In the pre-Web world there were two main methods for measuring the popularity of media channels, sampling and auditing. Sampling, like the Nielsen rating system for TV programs, is survey based. It picks a representing group of users, checks their usage patterns and derives usage statistics about all the users. In traditional types of media like television this method makes sense since users have a relatively limited number of viewing options to choose from. These types of media use broadcast, which operates in a one-to-many communication model. The Web operates in a many-to-many communication model and offers millions of Web pages to visit. Therefore although sampling based metering services are offered for the Internet, they do not provide meaningful results for any but the most popular Web sites.
Auditing is performed by trusted third party agencies, like the Audit Bureau of Circulations (ABC) which audits print circulation. Although such information regarding Web sites is often offered by the sites themselves, it should be taken with a grain of salt. The Coalition for Advertising Supported Information and Entertainment (CASIE) states in its guidelines for interactive media audience measurement [2] that ``Third party measurement is the foundation for advertiser confidence in information. It is the measurement practice of all other advertiser supported media''. There are a number of companies (like Nielsen/IPRO, NetCount, etc.) which offer third party based audit services for the Internet. They typically install some monitoring software at the server that operates the site. However, the reliability of such audit data depends on the site providing accurate data or not breaking into the monitoring module. Sites have a huge financial interest to exaggerate their popularity. The lesson learnt from software and pay-TV piracy (e.g. [10,1]) is that such financial interests lead to corrupt behavior which overcomes any ``lightweight security'' mechanism.

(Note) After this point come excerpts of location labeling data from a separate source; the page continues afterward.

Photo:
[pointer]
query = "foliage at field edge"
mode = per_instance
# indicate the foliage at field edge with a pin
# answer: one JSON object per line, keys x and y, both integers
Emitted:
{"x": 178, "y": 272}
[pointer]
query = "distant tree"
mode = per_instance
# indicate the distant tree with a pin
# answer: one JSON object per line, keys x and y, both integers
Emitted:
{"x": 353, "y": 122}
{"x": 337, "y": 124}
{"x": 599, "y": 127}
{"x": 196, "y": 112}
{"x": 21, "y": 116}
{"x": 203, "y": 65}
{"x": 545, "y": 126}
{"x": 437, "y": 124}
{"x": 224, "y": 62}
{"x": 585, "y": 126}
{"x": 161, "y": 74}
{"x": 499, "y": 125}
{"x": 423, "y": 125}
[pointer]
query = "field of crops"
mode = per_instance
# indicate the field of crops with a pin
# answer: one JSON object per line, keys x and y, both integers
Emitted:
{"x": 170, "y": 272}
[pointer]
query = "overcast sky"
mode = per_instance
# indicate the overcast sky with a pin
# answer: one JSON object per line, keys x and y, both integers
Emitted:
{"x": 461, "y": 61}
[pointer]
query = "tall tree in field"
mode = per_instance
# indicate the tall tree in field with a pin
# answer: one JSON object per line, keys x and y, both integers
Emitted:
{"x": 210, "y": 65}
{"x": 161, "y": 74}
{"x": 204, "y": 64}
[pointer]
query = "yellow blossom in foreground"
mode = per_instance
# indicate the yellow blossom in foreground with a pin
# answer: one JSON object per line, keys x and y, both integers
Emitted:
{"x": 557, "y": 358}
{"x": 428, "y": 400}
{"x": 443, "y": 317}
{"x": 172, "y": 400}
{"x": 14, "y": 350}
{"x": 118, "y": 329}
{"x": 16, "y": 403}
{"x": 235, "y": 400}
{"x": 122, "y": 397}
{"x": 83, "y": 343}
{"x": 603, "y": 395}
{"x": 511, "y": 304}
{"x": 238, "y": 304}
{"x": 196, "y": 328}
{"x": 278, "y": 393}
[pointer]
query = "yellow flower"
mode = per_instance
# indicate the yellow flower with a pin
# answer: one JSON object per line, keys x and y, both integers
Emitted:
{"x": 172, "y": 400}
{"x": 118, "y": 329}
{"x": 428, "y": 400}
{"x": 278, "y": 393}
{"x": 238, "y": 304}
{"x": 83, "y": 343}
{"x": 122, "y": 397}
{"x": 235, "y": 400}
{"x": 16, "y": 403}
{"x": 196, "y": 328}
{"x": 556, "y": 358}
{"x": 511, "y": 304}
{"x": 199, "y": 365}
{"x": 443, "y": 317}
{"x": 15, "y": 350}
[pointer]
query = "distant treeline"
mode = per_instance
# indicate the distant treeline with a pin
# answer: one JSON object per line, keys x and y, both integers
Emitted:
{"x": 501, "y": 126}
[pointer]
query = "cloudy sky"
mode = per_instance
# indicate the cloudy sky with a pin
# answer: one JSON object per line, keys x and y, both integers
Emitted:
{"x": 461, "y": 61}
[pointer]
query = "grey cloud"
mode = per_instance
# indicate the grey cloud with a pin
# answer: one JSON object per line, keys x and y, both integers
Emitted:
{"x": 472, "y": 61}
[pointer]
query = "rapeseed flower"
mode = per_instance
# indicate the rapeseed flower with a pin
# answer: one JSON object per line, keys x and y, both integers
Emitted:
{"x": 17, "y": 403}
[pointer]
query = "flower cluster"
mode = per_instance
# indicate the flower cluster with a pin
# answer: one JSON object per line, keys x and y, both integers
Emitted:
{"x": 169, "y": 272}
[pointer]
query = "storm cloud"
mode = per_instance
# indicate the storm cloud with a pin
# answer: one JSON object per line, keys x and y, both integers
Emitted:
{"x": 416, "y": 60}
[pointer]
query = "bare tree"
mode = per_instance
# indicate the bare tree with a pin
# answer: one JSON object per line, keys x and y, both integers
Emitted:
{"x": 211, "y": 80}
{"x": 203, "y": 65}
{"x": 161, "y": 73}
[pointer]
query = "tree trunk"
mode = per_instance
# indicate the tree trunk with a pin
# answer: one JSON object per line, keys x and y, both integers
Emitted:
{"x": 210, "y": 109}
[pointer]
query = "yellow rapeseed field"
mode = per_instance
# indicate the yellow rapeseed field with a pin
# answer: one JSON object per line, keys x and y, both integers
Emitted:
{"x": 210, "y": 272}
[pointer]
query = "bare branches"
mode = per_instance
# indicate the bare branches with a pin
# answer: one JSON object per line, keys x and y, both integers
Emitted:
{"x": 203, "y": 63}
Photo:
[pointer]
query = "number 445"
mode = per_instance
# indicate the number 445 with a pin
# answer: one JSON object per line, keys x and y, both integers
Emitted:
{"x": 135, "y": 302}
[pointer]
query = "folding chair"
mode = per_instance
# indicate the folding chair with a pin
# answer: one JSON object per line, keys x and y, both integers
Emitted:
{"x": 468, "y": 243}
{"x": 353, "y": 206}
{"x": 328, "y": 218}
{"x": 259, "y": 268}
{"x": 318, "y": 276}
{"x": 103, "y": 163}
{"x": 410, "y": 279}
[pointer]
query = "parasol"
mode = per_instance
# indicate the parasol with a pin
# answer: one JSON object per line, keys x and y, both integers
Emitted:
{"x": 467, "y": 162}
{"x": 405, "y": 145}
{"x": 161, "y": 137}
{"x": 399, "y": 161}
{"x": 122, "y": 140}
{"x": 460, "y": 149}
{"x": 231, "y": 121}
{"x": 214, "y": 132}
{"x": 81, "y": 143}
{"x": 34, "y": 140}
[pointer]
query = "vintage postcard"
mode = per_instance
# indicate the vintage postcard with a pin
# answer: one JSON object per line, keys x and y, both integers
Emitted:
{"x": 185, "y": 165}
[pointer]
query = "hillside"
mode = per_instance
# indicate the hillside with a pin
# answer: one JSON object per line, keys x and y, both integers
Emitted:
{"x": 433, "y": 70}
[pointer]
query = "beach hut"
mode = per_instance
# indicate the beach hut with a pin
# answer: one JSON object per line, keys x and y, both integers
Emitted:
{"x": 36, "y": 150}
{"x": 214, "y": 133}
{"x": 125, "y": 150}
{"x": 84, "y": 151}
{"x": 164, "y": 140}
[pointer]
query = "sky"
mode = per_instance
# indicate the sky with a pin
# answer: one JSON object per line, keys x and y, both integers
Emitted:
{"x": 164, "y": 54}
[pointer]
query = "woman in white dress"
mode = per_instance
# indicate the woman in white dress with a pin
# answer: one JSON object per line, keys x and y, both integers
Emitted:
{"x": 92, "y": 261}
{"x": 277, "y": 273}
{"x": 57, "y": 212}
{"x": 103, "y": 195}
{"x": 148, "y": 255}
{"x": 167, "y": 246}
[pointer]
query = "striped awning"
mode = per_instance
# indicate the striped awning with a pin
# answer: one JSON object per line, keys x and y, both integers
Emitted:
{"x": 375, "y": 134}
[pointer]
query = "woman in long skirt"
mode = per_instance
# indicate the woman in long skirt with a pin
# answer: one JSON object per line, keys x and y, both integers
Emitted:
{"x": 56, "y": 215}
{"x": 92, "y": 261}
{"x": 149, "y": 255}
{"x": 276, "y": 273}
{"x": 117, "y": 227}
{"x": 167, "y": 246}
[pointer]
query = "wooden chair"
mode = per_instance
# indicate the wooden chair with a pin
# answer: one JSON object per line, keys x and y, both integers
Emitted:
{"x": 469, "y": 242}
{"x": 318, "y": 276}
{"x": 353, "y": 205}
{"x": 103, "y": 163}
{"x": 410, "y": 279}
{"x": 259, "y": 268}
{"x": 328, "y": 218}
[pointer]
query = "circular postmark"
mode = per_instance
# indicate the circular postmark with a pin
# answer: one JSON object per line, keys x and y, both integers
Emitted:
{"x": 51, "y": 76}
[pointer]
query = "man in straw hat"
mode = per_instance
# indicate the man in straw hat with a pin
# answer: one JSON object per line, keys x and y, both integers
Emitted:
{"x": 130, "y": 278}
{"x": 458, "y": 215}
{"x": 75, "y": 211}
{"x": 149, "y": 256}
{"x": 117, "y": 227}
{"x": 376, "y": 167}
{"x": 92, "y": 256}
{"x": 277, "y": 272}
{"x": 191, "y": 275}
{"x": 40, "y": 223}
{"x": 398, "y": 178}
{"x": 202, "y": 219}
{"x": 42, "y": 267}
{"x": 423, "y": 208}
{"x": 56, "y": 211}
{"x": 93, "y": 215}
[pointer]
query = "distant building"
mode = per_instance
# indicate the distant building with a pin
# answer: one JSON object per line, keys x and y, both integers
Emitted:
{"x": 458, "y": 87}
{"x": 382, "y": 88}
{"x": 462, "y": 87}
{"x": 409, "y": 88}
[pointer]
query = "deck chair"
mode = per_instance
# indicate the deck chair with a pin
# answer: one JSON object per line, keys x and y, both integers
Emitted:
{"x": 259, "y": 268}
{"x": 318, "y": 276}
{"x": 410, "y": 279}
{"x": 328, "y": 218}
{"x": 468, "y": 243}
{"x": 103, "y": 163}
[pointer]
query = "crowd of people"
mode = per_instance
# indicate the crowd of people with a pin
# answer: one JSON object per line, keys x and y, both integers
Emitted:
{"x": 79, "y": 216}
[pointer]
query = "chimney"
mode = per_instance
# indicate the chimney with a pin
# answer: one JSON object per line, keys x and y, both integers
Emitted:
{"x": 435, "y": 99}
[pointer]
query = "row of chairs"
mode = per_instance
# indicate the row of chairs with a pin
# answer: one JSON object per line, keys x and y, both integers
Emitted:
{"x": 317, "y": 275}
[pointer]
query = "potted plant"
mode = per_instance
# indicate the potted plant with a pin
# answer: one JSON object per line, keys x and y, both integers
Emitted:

Today most Web advertising is displayed on a very small number of top popularity Web sites, like Yahoo! or CNN. It may be plausible that in spite of the great financial motivation such established sites will not provide inflated usage reports or break into audit modules that report their activities. In fact, Rick Boyce, vice president and director of advertising sales at HotWired, has been quoted as saying that ``No one has come up to me yet and said `We won't buy your site because you haven't had an independent audit' '' [13]. However, while this may be true for the big sites, a large amount of advertising is displayed on smaller scale sites. It can also be argued that one of the main reasons that drive advertisers to use only the biggest sites is the lack of reliable audit data on smaller scale sites. The Web is so attractive because one can set a site of interest to say, 10,000 users worldwide. This number may suffice to attract some advertisers, provided there are reliable usage statistics.
Advertisers can learn about the exposure of their ads by counting ``click throughs'', i.e. the number of users who clicked on ads in order to visit the advertiser's site. Doubleclick reported in 1996 that 4% of the visitors who view an ad for the first time actually click on it. This ratio changes according to the content of the ad, and therefore gives very limited information to the advertiser. Another method that advertisers can use is to display the ads from their own server (even when they are displayed in other sites) and eliminate the risk of unreliable reports from sites. However, this method burdens the advertiser with sending its ads to all their viewers and prevents the distribution of this task. The original communication pattern is not preserved since a new channel (between the advertiser and the client) is used. The load on the advertiser's server is huge and is surely not acceptable for a one-time advertiser. This solution is non-scalable, introduces a single point of failure (the advertiser), and is also insecure against ``fake'' requests created by the site displaying the ads.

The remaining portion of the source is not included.